After all tasks: a markdown table to stdout plus a JSON dump.

Sample output

| task            | n_train | gnosys | flaml | autogluon | outcome   |
|-----------------|---------|--------|-------|-----------|-----------|
| credit-g        | 750     | 0.781  | 0.792 | 0.804     | validated |
| blood-transf.   | 561     | 0.722  | 0.711 | 0.733     | validated |
| kc2             | 391     | 0.831  | 0.819 | 0.842     | validated |

(Indicative numbers — your run will vary depending on time budget, strategist choice, and OpenML data refresh.)

Apples-to-apples fairness

Every backend scores on the same y_test array. The split is done on your machine before anyone uploads anything; Gnosys never sees X_test until the predict call, and FLAML / AutoGluon are trained against the same X_train, y_train Gnosys received. The script prints the test-row count so you can confirm the splits match.

The Gnosys internal test-AUC (the one the server computes on its own validation split) is reported separately as gnosys_internal_score in the JSON output for transparency. It is not used for the comparison.

Tuning the budget

Time budget in this script is wall-clock — and the three backends parameterise time differently:

  • Gnosys: --gnosys-iters is the orchestrator's max_iterations. Each iteration evaluates one HP setting; with HP sweep the default sweep is 6 values, so 10 iterations covers the whole grid plus refinement.
  • FLAML: --time-budget-s is the wall-clock seconds AutoML.fit gets.
  • AutoGluon: same --time-budget-s is the time_limit.

For a fairer comparison, scale --gnosys-iters down for short budgets and up for longer ones. The defaults (60 s vs. 10 iterations for HP sweep over logistic regression) are calibrated to take roughly the same wall-clock time on a laptop.

Skipping a baseline

python -m gnosys.examples.openml_benchmark --skip-autogluon    # FLAML only
python -m gnosys.examples.openml_benchmark --skip-flaml         # AutoGluon only

Useful if you don't want to install torch.

Plan caps

The script makes one upload + one run + one predict per task. On the free plan that's 1 dataset + 1 run + 1 predict per task; 5 runs/mo means 5 tasks. Starter lifts both caps comfortably. Hitting the cap returns 402 with an upgrade link.

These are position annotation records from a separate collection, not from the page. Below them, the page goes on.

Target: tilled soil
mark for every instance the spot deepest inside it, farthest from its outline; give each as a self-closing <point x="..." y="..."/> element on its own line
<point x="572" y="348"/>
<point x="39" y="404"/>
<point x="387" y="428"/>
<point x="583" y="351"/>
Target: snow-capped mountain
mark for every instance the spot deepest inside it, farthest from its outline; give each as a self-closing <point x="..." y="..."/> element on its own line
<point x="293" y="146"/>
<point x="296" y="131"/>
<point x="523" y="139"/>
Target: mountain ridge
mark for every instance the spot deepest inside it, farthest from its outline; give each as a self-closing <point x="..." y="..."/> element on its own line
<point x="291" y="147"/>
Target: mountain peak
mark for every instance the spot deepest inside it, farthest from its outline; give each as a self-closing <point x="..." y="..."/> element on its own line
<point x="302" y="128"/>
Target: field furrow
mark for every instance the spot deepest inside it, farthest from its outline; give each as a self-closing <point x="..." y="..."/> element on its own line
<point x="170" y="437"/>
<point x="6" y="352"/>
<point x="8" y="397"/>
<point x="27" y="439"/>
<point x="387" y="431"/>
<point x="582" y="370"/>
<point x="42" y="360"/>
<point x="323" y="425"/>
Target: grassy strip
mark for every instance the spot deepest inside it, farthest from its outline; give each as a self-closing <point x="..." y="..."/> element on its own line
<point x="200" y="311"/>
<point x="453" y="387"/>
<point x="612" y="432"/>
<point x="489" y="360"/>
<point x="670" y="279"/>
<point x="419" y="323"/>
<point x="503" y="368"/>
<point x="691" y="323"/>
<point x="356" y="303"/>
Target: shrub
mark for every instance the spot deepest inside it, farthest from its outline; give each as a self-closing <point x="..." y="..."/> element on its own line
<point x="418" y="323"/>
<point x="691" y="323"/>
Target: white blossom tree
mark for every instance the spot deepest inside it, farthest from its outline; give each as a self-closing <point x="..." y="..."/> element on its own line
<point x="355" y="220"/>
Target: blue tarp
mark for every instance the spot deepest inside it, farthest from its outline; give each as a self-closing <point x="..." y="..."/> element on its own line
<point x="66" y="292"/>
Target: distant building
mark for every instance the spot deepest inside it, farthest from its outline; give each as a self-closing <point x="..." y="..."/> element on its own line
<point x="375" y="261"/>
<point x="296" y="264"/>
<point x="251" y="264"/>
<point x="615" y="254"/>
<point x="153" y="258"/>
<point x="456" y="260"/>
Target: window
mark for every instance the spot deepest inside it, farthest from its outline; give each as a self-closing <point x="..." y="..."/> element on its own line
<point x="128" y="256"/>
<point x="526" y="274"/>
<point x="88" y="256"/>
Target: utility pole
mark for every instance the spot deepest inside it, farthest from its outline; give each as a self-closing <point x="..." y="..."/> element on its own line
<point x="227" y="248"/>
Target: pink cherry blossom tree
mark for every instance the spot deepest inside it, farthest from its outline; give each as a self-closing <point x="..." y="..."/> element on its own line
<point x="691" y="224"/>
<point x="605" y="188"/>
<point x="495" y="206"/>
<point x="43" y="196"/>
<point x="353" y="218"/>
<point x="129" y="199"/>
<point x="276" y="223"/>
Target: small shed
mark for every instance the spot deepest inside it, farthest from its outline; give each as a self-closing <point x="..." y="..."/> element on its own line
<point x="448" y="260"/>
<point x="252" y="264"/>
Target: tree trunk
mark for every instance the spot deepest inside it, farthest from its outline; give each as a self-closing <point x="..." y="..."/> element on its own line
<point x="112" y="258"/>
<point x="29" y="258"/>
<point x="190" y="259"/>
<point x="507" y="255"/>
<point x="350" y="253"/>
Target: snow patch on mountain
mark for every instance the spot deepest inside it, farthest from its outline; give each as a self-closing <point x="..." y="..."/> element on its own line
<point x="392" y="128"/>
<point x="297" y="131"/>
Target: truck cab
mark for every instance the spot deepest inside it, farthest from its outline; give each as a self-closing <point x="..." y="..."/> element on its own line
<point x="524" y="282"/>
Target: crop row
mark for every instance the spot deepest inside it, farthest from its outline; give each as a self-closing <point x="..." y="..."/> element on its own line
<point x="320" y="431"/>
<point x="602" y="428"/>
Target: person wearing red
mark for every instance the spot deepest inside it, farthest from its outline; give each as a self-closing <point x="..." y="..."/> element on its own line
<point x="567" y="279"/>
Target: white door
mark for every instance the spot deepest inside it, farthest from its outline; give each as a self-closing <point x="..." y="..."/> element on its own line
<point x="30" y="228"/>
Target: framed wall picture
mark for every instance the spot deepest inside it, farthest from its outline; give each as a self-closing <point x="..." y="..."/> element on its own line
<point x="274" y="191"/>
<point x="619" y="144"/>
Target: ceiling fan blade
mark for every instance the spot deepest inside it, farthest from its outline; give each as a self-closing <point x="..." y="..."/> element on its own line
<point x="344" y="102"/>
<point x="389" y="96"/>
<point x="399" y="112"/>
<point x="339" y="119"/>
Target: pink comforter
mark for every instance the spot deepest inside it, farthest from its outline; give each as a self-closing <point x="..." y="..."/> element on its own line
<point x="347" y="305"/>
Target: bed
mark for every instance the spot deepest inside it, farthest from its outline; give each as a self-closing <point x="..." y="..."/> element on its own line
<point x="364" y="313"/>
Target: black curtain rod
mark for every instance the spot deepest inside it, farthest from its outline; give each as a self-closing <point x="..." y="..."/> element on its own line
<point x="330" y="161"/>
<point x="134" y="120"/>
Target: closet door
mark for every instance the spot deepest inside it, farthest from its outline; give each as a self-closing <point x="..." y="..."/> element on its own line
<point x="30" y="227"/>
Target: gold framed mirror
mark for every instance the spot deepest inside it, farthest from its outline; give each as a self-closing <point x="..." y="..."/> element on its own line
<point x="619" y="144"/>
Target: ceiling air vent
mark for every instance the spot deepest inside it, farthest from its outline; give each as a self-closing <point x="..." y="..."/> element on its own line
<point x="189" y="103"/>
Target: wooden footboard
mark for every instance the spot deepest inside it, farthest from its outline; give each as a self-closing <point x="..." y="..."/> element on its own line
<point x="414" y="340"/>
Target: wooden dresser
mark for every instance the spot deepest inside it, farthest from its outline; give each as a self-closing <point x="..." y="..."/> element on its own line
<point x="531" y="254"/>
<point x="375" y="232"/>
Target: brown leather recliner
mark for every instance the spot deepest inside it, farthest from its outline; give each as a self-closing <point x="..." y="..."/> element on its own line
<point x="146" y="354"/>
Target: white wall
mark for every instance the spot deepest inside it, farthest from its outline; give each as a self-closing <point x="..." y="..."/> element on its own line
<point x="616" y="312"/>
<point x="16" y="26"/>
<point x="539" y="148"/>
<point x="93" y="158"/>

When the comparison surprises you

  • Gnosys wins on small-data tasks or tasks where leakage is endemic — the validation layer rejects the model AutoGluon silently builds.
  • AutoGluon usually wins when there's a clean signal and big enough train data — its model zoo is wider.
  • FLAML lands close to Gnosys on the simple baselines our HP sweep covers; the gap widens once you turn on --strategist llm.

The point of the script isn't "Gnosys wins every time"; it's to let you measure on your data what the validation layer is worth.

Source

github.com/gnosyslabs/gnosys-client/examples/openml_benchmark.py — ~250 lines, copy-paste editable.